Although the court found that the Board had not discriminated against the tenant-shareholder by rejecting her request to keep the dog, the court upheld the SDHR’s finding that the Board and managing agent retaliated against her for filing her complaint with the SDHR, which is an independent violation of the anti-discrimination laws.  Here, the record reflected that complainant had filed her complaint with the SDHR, that the board and managing agent were aware of this fact, and there was a causal connection between this protected activity and adverse actions against the complainant, which included taking away her parking space (causing her to be unable to leave her apartment for nine days), bringing eviction proceedings against her, and ordering her to immediately remove the dog from her apartment.

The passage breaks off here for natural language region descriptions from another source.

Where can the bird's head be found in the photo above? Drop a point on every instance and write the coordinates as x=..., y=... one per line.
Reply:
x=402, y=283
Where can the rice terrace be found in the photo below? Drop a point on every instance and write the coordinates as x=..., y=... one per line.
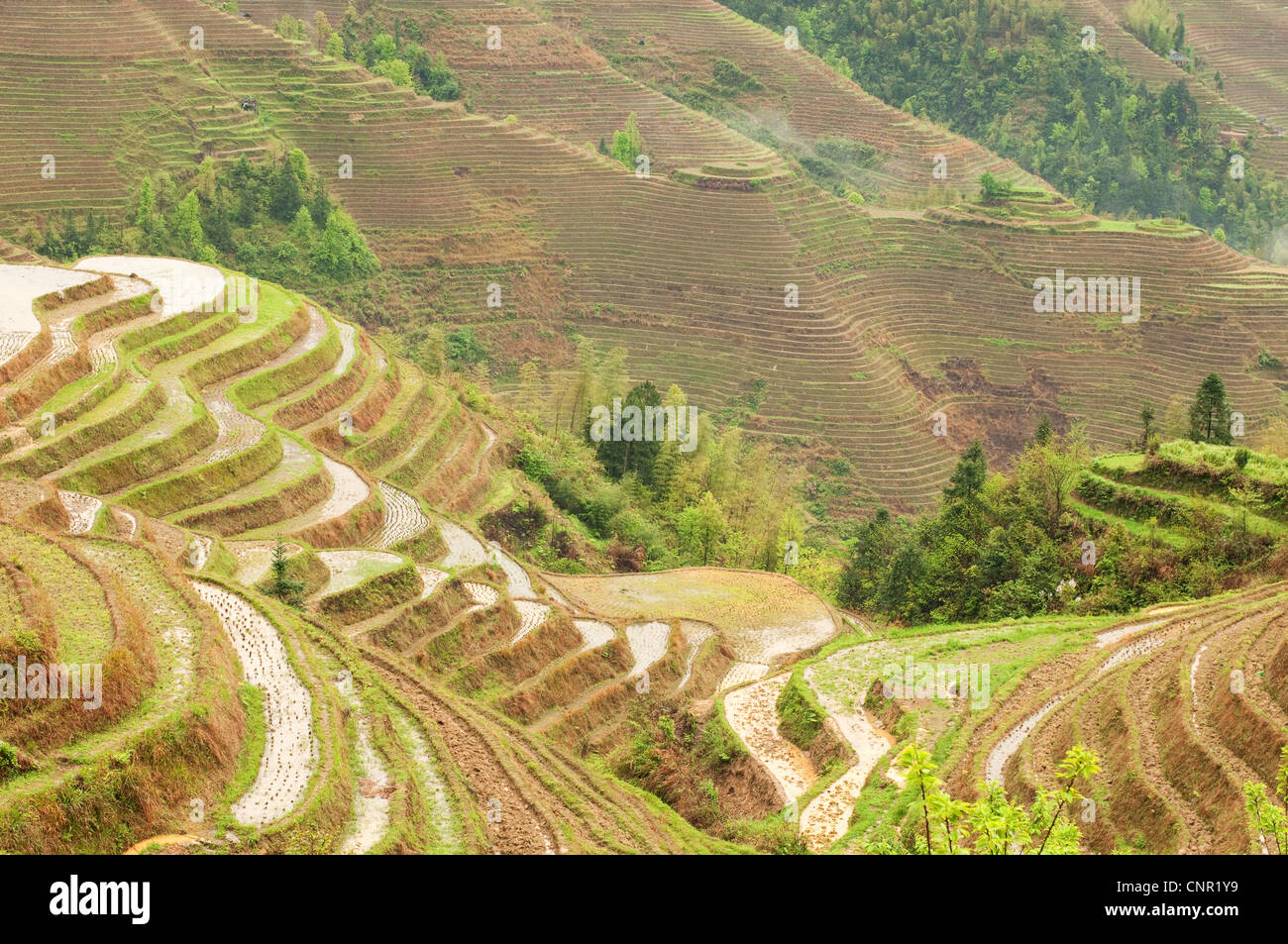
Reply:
x=579, y=426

Regarding the remedy, the court found that the SDHR had properly awarded compensatory and punitive damages and civil penalties, but held that the compensatory and punitive damages should be reduced to $2,500 each and the civil penalty to $2,000.

This case is a reminder that cooperatives and other landlords should consult with counsel immediately if a shareholder brings an animal into the building in breach of a lease or house rules, or seeks to be allowed to have an animal as a reasonable accommodation.  In addition to advising on whether the cooperative or landlord has grounds to dispute a resident’s claim of disability or need for a service animal, counsel can assist in avoiding any action that could be characterized as retaliation against the resident for his or her legally protected conduct in seeking a reasonable accommodation or filing a complaint.